The Salt Lake Tribune picked up an Associated Press report that “Salon.com, Nerve.com and other plaintiffs backed by the American Civil Liberties Union are suing over the 1998 Child Online Protection Act.” This is one of many laws that rely on “community standards” to determine when a particular behavior, especially those associated with unpopular though protected free speech, crosses the line and becomes criminal. Such a nebulous definition has always been a recipe for highly selective enforcement, and the AP reports that the Child Online Protection Act has yet to be enforced. However, it gave politicians at the time it was passed the opportunity to line up behind the intention to “protect the children” and enact a pointless law that in fact doesn’t protect anyone from anything.

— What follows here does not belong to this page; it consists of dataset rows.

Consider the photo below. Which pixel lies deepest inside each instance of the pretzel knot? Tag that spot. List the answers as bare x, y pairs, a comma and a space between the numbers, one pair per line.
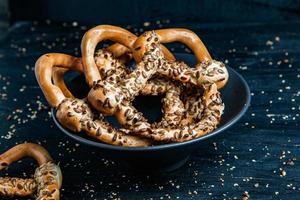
192, 105
47, 178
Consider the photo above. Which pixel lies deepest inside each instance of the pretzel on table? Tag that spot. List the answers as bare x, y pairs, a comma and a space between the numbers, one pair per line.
112, 68
74, 113
47, 179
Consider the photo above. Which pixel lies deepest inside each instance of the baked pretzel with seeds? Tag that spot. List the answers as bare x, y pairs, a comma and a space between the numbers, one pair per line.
74, 113
206, 70
114, 70
47, 179
114, 98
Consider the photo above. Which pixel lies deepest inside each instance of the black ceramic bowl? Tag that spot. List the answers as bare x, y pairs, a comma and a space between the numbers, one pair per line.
235, 95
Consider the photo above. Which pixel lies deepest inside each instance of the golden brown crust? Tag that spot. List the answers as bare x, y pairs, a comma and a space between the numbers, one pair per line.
107, 32
76, 114
10, 187
43, 72
20, 151
47, 180
207, 70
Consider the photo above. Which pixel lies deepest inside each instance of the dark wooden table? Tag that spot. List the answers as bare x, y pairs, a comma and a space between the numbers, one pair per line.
259, 154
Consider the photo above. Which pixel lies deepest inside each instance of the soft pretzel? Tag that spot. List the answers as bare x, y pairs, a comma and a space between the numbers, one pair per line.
106, 32
113, 98
76, 114
211, 99
47, 178
173, 108
109, 67
211, 115
207, 70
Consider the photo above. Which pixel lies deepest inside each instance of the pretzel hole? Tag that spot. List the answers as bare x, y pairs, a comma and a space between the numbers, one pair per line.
150, 106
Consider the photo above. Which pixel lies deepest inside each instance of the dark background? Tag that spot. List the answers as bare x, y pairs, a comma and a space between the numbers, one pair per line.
137, 11
260, 39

The chill in the air the Child Online Protection Act creates, however, reminds me of recent brouhahas over an expletive let slip on air, a dramatized rape or sex scene broadcast on network TV (always in poor taste), and the flash of a boob during the Super Bowl halftime show. Those instances resulted in damaged or lost careers and hefty fines for the broadcasters, which also protects no one but does create an atmosphere of low-grade hysteria in public electronic forums. One wonders what sort of world the FCC lives in, where foul language, sex, crime, war, and/or various other atrocities aren’t already replete in the information environment. If we wish to protect children from that reality (itself a suspect motivation), it’s foolhardy to try to choke it off at the source rather than filter it out in the home.
The Child Online Protection Act deserves to be struck down or repealed. I for one hope that some common sense is applied to the issue and that fair-minded thinking prevails.